3. Delege Sistemi: CHP'deki delege sistemi, parti içi demokratik süreçleri zayıflatmakta ve belirli grupların parti içi dengeleri kontrol etmesine olanak tanımaktadır. Bu durum, parti içi yenilikçi fikirlerin önünü tıkamakta ve değişimi zorlaştırmaktadır
Öneriler:
1. Tüzük Reformu: CHP'nin, parti içi demokrasiyi güçlendirmek amacıyla tüzüğünü reforme etmesi gerekmektedir. Özellikle zorunlu ön seçim gibi demokratik mekanizmaların hayata geçirilmesi, partinin daha katılımcı bir yapıya kavuşmasını sağlayabilir.
2. Örgütsel Yeniden Yapılanma: CHP, toplumsal dinamiklere hitap edebilecek bir örgütsel yapıya kavuşmalıdır. Farklı toplumsal kesimlerle daha güçlü bağlar kurabilen, katılımcı ve yerel dinamiklere dayalı bir örgütlenme modeline geçilmelidir.
3. Delege Sistemi Değişikliği: Parti içi demokrasi ve yenilikçiliği teşvik edecek bir delege sistemi reformu yapılmalıdır. Bu sistem, parti tabanının daha geniş bir temsiliyetini sağlamalı ve liderlik yapısını daha kapsayıcı hale getirmelidir.
SOSYAL DEMOKRASİNİN KÜRESEL KRİZİ NASIL AŞILABİLİR?
2008 ekonomik krizi ve mülteci meselesi, Avrupa'da sosyal demokrat partilerin iktidardan düşmesine neden olmuş ve sağ-liberal, hatta faşist partilerin yükselişiyle sonuçlanmıştır. Sosyal demokrasinin küresel düzeyde yaşadığı bu yönetememe krizi, Türkiye gibi ülkelerde de benzer sorunlarla kendini göstermektedir.

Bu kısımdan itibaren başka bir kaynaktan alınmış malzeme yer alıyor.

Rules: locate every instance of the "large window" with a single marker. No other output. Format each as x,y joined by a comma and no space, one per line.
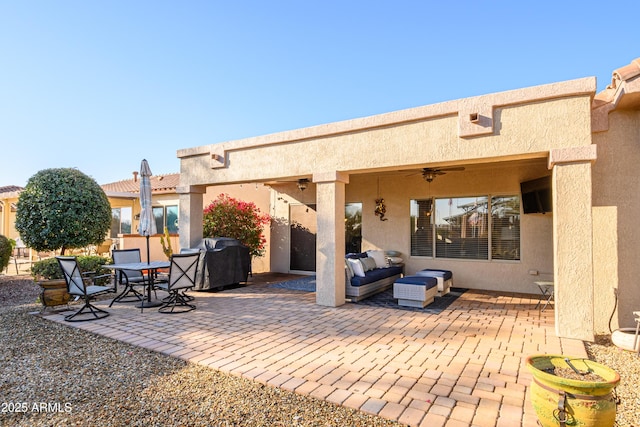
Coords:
120,221
353,227
479,227
505,227
166,216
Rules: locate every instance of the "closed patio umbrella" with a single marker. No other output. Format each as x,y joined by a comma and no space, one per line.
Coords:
147,225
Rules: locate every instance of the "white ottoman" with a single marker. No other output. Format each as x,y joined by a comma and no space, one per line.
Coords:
444,277
415,291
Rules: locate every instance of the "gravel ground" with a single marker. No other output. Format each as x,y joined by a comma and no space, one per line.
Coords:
53,375
60,376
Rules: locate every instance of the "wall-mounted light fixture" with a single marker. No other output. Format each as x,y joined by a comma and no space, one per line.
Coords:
302,184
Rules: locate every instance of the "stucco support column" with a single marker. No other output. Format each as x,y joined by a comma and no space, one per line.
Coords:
190,222
330,199
573,242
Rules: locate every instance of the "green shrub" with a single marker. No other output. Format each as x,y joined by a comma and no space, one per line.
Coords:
48,269
62,209
5,252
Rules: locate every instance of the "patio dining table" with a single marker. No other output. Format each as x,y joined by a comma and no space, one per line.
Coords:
152,267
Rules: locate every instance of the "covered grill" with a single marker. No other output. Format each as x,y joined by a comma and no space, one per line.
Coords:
226,262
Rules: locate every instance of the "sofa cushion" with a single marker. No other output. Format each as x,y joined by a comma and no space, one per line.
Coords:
379,258
375,275
428,282
348,269
356,255
368,263
356,267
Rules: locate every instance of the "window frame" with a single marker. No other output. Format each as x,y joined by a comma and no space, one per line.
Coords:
491,232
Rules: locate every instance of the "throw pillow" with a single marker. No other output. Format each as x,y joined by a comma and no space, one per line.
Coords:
379,258
368,263
356,266
395,260
348,269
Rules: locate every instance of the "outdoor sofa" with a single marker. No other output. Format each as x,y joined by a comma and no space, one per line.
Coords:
368,273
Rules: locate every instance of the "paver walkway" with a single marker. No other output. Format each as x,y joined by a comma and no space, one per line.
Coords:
463,367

Bu bağlamda, Türkiye'de sosyal demokrasinin yeniden canlanması, CHP'nin yapısal reformlar gerçekleştirmesine ve toplumsal ihtiyaçlara dayalı bir siyaset anlayışı geliştirmesine bağlıdır. CHP'nin, yerinden yönetim ve katılımcı demokrasi modeli gibi sosyal demokrat ilkeleri daha da ileri taşıması, Türkiye'yi mevcut krizden çıkarmanın yanı sıra, sosyal demokrasinin küresel krizi için de bir çözüm modeli sunabilir.
Sonuç olarak, Türkiye'nin bu karanlık ve kaotik ortamdan kurtarılması için reforme edilmiş bir CHP'ye ihtiyaç vardır. CHP'nin bu yeni siyaset anlayışı, Türkiye'de demokrasinin yeniden inşası için önemli bir adım olacaktır.